The world’s second-largest economy
“China is the factory of the world, and many of the products which infringe IP laws, yet are sold around the world, are made in China,” continues Carver. “It makes sense for clients to be able to attack those responsible at the source of the infringement, rather than spending higher legal bills protecting markets back in Europe. Using lawyers on the ground in China makes much more commercial sense.”
Trademark squatting has impacted the fortunes of foreign owners the world over
The world’s second-largest economy exhibits innumerable differences to Europe, although in terms of black letter law, Chinese IP is pretty well harmonised with the rest of the world.
With regards to trademarks, however, there are a fair few differences, some better known than others, that have served to complicate the country’s legal climate and confound some European parties.
“It has its differences, which can have a huge impact on our European clients looking to break into China,” says Carver. “For example, it is a first to file jurisdiction as far as trademarks are concerned, which means that the first person to file the trademark is deemed the owner.

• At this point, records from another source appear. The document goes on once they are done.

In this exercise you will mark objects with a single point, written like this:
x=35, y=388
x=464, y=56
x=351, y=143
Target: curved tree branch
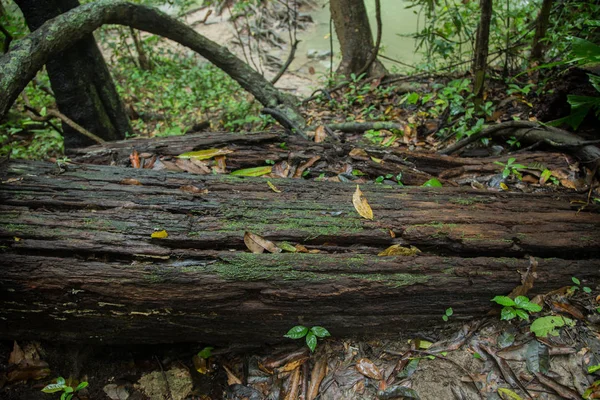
x=29, y=54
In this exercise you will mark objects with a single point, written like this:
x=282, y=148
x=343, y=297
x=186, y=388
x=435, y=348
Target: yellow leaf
x=320, y=134
x=508, y=394
x=361, y=204
x=258, y=244
x=273, y=187
x=257, y=171
x=397, y=250
x=205, y=154
x=159, y=234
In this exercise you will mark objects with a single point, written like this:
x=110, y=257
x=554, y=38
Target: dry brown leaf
x=193, y=189
x=397, y=250
x=358, y=153
x=368, y=369
x=130, y=181
x=258, y=244
x=292, y=365
x=231, y=378
x=361, y=204
x=320, y=134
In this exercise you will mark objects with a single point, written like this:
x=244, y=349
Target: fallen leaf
x=397, y=250
x=320, y=134
x=368, y=369
x=231, y=378
x=258, y=244
x=130, y=181
x=193, y=189
x=159, y=234
x=361, y=204
x=273, y=187
x=205, y=154
x=256, y=171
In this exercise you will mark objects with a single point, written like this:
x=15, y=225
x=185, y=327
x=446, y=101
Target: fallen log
x=80, y=262
x=251, y=150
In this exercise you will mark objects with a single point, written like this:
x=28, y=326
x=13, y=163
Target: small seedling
x=448, y=314
x=299, y=331
x=519, y=307
x=510, y=168
x=61, y=386
x=578, y=286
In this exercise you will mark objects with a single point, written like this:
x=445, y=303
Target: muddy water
x=397, y=20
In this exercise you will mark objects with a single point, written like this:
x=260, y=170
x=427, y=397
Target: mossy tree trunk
x=80, y=79
x=355, y=37
x=79, y=262
x=29, y=54
x=541, y=26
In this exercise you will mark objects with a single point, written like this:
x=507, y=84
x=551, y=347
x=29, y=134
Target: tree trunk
x=80, y=79
x=481, y=51
x=251, y=150
x=541, y=26
x=29, y=54
x=355, y=37
x=80, y=263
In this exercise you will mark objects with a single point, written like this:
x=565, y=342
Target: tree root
x=531, y=133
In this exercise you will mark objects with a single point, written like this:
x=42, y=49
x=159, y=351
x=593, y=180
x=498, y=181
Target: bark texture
x=82, y=85
x=355, y=37
x=80, y=263
x=29, y=54
x=481, y=50
x=541, y=26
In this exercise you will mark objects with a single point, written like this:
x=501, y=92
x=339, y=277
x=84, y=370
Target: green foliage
x=519, y=307
x=578, y=286
x=61, y=386
x=544, y=326
x=447, y=314
x=205, y=352
x=311, y=335
x=510, y=168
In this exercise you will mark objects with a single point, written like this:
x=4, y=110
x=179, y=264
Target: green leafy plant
x=311, y=335
x=61, y=385
x=519, y=307
x=510, y=168
x=578, y=286
x=447, y=314
x=544, y=326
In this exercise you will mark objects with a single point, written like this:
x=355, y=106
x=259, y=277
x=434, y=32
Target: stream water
x=396, y=20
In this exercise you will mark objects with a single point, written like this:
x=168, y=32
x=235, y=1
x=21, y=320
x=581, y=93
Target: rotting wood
x=251, y=150
x=79, y=262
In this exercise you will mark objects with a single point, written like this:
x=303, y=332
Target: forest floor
x=487, y=358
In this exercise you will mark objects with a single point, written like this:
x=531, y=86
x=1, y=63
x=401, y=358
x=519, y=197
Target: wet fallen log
x=80, y=262
x=251, y=150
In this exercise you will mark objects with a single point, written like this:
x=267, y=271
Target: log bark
x=80, y=264
x=251, y=150
x=29, y=54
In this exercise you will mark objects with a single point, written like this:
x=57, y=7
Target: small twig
x=164, y=374
x=287, y=63
x=284, y=121
x=7, y=38
x=56, y=114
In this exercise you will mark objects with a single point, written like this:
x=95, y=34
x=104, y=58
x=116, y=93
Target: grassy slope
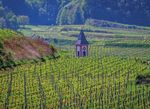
x=14, y=47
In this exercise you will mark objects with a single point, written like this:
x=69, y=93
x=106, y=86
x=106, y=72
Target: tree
x=2, y=22
x=23, y=20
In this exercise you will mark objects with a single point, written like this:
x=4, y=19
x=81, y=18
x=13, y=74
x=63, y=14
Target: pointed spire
x=82, y=39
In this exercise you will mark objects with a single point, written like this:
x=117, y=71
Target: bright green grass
x=106, y=82
x=102, y=80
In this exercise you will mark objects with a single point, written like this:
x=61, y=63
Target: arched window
x=84, y=53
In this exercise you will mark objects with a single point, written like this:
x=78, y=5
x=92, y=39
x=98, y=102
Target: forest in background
x=52, y=12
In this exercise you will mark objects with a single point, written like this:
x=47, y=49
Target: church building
x=81, y=45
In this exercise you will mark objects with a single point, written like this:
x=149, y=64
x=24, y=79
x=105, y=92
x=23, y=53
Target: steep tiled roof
x=82, y=39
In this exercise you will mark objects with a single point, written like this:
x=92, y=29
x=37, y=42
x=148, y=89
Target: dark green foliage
x=77, y=11
x=7, y=18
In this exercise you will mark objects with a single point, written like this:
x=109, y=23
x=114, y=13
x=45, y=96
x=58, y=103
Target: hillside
x=50, y=12
x=14, y=47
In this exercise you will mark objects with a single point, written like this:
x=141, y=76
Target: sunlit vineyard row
x=104, y=80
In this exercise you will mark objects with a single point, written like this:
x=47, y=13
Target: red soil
x=27, y=48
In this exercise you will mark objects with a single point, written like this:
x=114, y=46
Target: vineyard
x=104, y=80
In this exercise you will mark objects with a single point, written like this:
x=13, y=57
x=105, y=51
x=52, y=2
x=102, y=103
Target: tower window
x=84, y=53
x=78, y=53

“This has led to an abundance of ‘trademark squatting’ – when Chinese companies and individuals register every trademark they can think of, in the expectation that they’ll then be able to sell it to the entity that owns that same trademark elsewhere in the rest of the world, at a later point.”
Trademark squatting has impacted the fortunes of foreign owners the world over, many of whom have been too slow to register their trademarks and have later been forced to purchase their property from enterprising Chinese individuals and companies. While revisions to the law are expected to take effect later this year, Carver expects the circumstances to remain essentially unchanged and for the revisions to fall far short of fundamental change.
As such, the services offered by firms such as Wragge & Co are essential if European companies and individuals are to adequately protect against missed opportunities and heightened costs later down the line. China represents a sizeable opportunity for European companies and individuals. However, all too often the legal landscape can suffocate or at least lessen the chances of success there.
Wragge & Co’s sound understanding of Chinese law, procedure, practice and customs, together with the firm’s experience of commercial objectives and service requirements enables it to settle any complications regarding China’s legal system and boost the prospects of European businesses.